Delaware Rules of Civil Procedure

In Delaware, Rules of Civil Procedure for the Superior Court of the State of Delaware lays down the rules that should be followed in the Superior Court of Delaware.  In Delaware, a civil action commences with the filing of a complaint or a petition or statement of claim with the Court.  Party who commences the action is called the plaintiff, and the opposite party is called the defendant.  Once a complaint is filed, upon request, the prothonotary will issue the required summons to the defendant(s). A civil action can be classified into various stages that include: pleading stage, discovery stage, trial stage, and judgment stage. 

Different types of pleadings in Delaware courts are: Complaint, Answer to Complaint, Counter claim, Reply to counterclaim, Cross claim, Reply to cross claim, Third party complaint and Third party answer.  A complaint should be filed by the real party in interest.  If the real party in interest is a minor or incompetent person, the person’s representative should file the complaint.  If a minor or incompetent person does not have a representative, s/he may file the action through a next friend or a guardian ad litem.  The courts, if found necessary will appoint a guardian ad litem to represent the minor or incompetent person.

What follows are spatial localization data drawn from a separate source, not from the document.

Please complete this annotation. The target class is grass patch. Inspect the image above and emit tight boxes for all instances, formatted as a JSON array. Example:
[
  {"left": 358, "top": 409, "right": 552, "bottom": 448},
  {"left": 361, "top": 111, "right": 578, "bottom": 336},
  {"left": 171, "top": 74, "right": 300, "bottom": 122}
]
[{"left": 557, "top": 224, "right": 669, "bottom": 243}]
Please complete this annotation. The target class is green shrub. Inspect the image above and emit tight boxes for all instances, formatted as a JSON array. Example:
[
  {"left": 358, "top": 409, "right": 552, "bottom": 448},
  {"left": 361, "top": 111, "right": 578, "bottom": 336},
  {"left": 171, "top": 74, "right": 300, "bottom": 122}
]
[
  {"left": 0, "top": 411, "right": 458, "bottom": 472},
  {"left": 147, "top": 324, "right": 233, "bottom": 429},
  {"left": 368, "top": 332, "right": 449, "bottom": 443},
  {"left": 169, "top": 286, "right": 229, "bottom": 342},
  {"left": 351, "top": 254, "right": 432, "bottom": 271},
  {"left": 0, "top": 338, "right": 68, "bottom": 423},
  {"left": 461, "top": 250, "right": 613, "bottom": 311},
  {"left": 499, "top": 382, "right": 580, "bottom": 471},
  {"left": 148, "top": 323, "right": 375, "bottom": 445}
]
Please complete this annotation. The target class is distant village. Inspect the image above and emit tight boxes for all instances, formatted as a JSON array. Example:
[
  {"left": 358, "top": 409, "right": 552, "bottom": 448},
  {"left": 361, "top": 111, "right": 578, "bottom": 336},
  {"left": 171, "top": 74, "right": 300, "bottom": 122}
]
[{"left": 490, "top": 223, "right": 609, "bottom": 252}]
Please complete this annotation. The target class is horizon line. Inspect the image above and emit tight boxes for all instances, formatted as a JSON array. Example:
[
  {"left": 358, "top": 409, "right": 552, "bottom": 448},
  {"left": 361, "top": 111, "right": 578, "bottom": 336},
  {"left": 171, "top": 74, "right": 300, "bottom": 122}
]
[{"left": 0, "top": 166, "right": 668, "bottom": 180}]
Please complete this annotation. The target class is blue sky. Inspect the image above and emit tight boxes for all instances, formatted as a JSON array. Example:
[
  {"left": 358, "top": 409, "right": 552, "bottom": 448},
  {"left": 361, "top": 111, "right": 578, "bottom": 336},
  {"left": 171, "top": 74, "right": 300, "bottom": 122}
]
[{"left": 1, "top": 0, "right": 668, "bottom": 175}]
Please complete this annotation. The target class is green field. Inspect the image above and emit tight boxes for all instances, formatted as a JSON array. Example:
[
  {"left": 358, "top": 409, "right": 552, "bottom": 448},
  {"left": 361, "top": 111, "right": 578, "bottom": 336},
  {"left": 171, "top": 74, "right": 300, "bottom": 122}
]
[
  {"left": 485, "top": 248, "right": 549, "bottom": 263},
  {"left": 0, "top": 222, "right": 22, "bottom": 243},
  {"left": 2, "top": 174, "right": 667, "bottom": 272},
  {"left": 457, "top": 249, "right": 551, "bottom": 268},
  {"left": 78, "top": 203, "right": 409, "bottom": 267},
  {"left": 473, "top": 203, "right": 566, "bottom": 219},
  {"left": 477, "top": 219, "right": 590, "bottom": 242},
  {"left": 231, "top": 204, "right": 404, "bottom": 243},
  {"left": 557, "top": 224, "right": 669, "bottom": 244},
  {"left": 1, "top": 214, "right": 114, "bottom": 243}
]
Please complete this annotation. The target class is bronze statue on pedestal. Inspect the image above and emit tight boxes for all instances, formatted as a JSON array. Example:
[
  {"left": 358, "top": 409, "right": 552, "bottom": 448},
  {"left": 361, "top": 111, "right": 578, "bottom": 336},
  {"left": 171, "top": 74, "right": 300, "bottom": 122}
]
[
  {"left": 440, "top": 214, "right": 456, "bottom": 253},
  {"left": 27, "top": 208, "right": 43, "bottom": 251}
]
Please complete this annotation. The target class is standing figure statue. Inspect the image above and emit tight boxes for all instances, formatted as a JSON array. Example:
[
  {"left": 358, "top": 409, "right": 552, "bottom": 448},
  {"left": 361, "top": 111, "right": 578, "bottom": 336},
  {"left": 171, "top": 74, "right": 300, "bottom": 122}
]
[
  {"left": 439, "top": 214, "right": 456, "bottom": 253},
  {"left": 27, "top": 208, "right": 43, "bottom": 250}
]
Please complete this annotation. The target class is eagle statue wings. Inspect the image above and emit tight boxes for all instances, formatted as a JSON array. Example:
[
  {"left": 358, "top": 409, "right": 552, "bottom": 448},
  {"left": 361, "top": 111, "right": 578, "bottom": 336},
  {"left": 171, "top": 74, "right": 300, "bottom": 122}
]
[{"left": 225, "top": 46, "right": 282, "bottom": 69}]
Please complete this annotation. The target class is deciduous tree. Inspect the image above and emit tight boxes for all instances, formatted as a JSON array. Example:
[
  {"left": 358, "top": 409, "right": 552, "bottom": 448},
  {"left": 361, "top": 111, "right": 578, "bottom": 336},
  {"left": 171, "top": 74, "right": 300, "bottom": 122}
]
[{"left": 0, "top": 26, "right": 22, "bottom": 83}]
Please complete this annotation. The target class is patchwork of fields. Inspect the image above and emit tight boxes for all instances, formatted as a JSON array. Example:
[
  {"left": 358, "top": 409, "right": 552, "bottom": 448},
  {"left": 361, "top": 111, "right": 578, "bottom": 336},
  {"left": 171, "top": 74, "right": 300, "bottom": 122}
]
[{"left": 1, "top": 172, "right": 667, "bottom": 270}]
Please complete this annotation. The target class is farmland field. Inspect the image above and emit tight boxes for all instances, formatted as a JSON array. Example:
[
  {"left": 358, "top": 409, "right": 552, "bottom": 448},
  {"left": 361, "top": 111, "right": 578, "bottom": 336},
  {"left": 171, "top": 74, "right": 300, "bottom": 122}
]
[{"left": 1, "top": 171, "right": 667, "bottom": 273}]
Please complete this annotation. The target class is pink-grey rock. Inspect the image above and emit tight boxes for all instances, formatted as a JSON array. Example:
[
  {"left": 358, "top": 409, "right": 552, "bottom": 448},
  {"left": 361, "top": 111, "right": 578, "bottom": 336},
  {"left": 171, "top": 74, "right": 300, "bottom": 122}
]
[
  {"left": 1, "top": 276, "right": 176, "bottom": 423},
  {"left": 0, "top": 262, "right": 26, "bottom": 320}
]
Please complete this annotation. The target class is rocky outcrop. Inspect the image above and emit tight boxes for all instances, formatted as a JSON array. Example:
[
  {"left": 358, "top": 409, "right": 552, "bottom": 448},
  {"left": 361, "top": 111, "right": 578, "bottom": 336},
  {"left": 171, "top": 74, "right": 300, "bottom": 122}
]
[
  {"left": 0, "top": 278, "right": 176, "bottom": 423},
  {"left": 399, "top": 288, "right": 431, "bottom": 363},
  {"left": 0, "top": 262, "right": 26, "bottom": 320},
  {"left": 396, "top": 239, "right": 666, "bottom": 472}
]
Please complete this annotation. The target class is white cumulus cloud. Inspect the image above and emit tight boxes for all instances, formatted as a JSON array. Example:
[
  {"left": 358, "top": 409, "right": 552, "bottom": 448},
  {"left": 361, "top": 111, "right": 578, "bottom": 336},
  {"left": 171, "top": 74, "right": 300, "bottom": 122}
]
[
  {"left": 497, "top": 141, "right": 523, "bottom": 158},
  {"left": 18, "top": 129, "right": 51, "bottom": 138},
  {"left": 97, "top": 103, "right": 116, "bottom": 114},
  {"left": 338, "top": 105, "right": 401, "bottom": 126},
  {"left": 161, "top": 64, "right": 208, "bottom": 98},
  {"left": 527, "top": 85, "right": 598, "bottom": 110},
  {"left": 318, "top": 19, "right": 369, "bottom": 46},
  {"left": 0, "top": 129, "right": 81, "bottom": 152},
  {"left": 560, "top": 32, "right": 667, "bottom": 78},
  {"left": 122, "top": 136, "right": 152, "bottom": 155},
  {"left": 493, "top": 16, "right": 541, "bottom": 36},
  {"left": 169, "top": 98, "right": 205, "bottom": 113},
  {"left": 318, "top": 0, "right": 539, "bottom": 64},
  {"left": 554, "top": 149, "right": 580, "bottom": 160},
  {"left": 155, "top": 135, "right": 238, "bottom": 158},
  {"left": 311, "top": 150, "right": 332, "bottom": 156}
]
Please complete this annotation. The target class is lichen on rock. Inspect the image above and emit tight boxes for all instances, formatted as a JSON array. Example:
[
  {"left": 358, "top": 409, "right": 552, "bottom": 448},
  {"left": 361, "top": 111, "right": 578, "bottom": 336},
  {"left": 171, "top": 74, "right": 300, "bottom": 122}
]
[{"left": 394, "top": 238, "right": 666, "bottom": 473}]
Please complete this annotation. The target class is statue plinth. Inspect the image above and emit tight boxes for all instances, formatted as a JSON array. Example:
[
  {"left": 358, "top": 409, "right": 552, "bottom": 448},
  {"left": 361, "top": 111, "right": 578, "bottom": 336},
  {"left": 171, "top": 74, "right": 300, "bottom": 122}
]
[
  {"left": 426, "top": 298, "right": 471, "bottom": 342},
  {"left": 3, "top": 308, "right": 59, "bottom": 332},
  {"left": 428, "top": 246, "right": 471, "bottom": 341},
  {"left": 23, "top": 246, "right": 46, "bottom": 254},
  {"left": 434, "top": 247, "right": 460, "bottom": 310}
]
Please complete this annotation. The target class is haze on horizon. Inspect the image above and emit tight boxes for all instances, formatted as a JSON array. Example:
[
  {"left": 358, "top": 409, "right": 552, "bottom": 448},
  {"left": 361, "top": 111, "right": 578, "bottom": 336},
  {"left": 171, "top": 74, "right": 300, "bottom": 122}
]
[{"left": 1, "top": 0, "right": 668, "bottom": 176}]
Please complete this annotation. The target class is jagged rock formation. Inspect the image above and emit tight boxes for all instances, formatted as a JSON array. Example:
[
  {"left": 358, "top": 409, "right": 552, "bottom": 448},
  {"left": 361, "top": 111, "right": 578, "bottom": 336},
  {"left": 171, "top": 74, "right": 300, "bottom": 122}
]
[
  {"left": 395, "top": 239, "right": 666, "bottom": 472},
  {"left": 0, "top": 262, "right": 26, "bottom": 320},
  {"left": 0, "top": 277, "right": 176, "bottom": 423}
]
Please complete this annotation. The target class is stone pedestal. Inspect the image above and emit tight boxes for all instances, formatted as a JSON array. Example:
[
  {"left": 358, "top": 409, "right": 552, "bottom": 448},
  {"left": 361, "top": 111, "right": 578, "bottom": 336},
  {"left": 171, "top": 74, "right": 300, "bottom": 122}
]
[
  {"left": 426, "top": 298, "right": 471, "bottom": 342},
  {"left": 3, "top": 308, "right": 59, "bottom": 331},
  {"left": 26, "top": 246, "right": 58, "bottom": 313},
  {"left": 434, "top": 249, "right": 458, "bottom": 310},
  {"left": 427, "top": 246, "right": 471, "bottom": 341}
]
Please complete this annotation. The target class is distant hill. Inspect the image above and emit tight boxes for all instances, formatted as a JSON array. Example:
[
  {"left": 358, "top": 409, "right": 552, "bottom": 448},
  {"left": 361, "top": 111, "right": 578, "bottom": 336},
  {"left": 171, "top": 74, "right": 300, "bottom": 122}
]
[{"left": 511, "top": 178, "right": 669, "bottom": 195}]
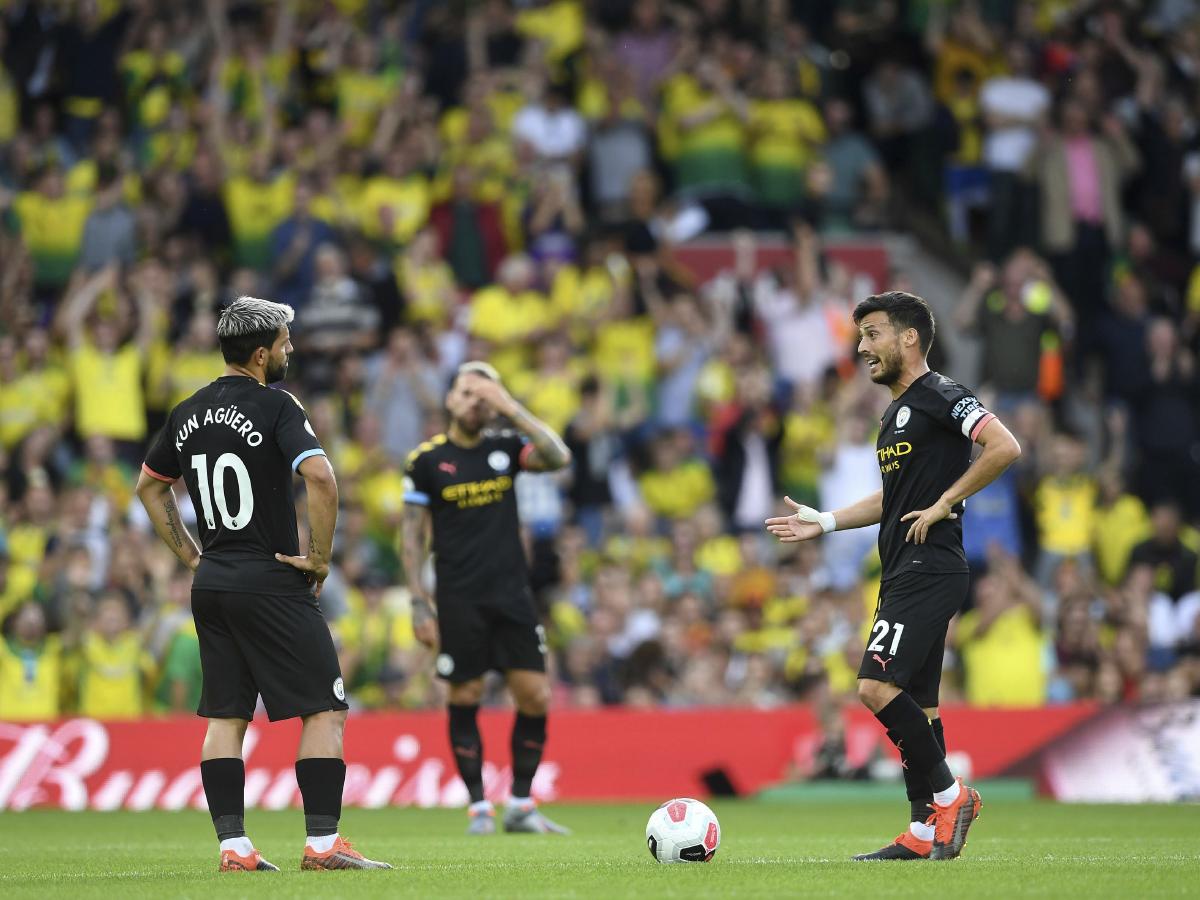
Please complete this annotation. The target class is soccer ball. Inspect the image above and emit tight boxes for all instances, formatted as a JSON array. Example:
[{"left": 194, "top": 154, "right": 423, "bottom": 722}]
[{"left": 645, "top": 798, "right": 721, "bottom": 863}]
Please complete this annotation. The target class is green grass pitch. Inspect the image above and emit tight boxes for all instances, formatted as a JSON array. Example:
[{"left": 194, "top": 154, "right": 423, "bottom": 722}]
[{"left": 1, "top": 797, "right": 1197, "bottom": 898}]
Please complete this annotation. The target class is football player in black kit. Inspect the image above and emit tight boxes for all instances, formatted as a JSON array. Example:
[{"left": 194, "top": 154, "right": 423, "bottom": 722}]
[
  {"left": 766, "top": 292, "right": 1021, "bottom": 861},
  {"left": 136, "top": 297, "right": 389, "bottom": 872},
  {"left": 402, "top": 361, "right": 573, "bottom": 835}
]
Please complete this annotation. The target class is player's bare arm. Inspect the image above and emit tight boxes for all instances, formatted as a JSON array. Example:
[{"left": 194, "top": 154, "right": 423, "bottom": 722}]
[
  {"left": 765, "top": 490, "right": 884, "bottom": 543},
  {"left": 901, "top": 416, "right": 1021, "bottom": 545},
  {"left": 135, "top": 471, "right": 202, "bottom": 572},
  {"left": 401, "top": 502, "right": 438, "bottom": 649},
  {"left": 471, "top": 377, "right": 573, "bottom": 471},
  {"left": 275, "top": 453, "right": 338, "bottom": 596}
]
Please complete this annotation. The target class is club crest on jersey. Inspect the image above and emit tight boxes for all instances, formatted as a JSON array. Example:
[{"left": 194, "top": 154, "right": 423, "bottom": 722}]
[
  {"left": 487, "top": 450, "right": 510, "bottom": 472},
  {"left": 438, "top": 461, "right": 457, "bottom": 475},
  {"left": 896, "top": 406, "right": 911, "bottom": 428},
  {"left": 332, "top": 677, "right": 345, "bottom": 701}
]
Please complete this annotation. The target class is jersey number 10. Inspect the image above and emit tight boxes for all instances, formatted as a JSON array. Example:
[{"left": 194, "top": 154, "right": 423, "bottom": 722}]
[{"left": 190, "top": 453, "right": 254, "bottom": 530}]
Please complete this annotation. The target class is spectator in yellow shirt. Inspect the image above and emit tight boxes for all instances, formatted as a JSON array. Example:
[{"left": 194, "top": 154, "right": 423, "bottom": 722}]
[
  {"left": 0, "top": 550, "right": 39, "bottom": 635},
  {"left": 747, "top": 59, "right": 826, "bottom": 221},
  {"left": 469, "top": 254, "right": 554, "bottom": 381},
  {"left": 1092, "top": 468, "right": 1151, "bottom": 586},
  {"left": 359, "top": 144, "right": 431, "bottom": 246},
  {"left": 1033, "top": 431, "right": 1097, "bottom": 584},
  {"left": 55, "top": 265, "right": 158, "bottom": 462},
  {"left": 638, "top": 428, "right": 717, "bottom": 523},
  {"left": 19, "top": 327, "right": 72, "bottom": 431},
  {"left": 67, "top": 436, "right": 136, "bottom": 514},
  {"left": 955, "top": 552, "right": 1048, "bottom": 707},
  {"left": 395, "top": 227, "right": 460, "bottom": 330},
  {"left": 73, "top": 594, "right": 153, "bottom": 720},
  {"left": 338, "top": 570, "right": 414, "bottom": 709},
  {"left": 223, "top": 151, "right": 295, "bottom": 270},
  {"left": 0, "top": 602, "right": 63, "bottom": 722},
  {"left": 507, "top": 332, "right": 584, "bottom": 435},
  {"left": 0, "top": 335, "right": 42, "bottom": 450},
  {"left": 662, "top": 58, "right": 750, "bottom": 200},
  {"left": 150, "top": 310, "right": 226, "bottom": 411},
  {"left": 336, "top": 35, "right": 399, "bottom": 148},
  {"left": 9, "top": 164, "right": 92, "bottom": 291}
]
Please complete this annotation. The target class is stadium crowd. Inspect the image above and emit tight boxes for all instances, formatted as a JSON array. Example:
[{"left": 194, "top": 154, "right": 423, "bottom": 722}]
[{"left": 1, "top": 0, "right": 1199, "bottom": 725}]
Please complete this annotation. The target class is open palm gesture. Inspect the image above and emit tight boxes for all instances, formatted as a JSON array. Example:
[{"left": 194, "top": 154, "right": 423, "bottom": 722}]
[{"left": 764, "top": 496, "right": 828, "bottom": 543}]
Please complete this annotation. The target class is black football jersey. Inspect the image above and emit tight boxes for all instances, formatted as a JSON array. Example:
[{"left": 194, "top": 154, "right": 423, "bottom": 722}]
[
  {"left": 403, "top": 430, "right": 531, "bottom": 596},
  {"left": 876, "top": 371, "right": 995, "bottom": 580},
  {"left": 142, "top": 375, "right": 325, "bottom": 594}
]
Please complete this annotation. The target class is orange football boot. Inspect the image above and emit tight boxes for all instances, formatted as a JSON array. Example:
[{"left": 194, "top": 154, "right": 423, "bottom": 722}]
[
  {"left": 300, "top": 836, "right": 392, "bottom": 870},
  {"left": 219, "top": 847, "right": 280, "bottom": 871},
  {"left": 852, "top": 828, "right": 932, "bottom": 861},
  {"left": 929, "top": 777, "right": 982, "bottom": 860}
]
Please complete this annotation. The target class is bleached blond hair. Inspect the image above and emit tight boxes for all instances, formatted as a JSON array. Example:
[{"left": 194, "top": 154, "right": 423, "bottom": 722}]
[
  {"left": 217, "top": 296, "right": 295, "bottom": 338},
  {"left": 456, "top": 360, "right": 501, "bottom": 382}
]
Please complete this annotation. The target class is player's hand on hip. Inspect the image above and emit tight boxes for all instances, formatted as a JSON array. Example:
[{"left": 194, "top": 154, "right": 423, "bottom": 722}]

Parties may obtain discovery by:

  • depositions upon oral examination or written questions:
  • written interrogatories;
  • requests for admission;
  • request for production of documents or things;
  • request for permission to enter into land or other property for inspection or other purpose; and/or
  • request for physical and mental examinations.

After the commencement of the action but not later than ten days after the service of the last pleading directed to such issue, a party may demand for trial by jury.  A judgment is passed after trial.  The judgment includes an order upon which a writ of error or an appeal lies.  Generally, cost of litigation is adjudged to the prevailing party.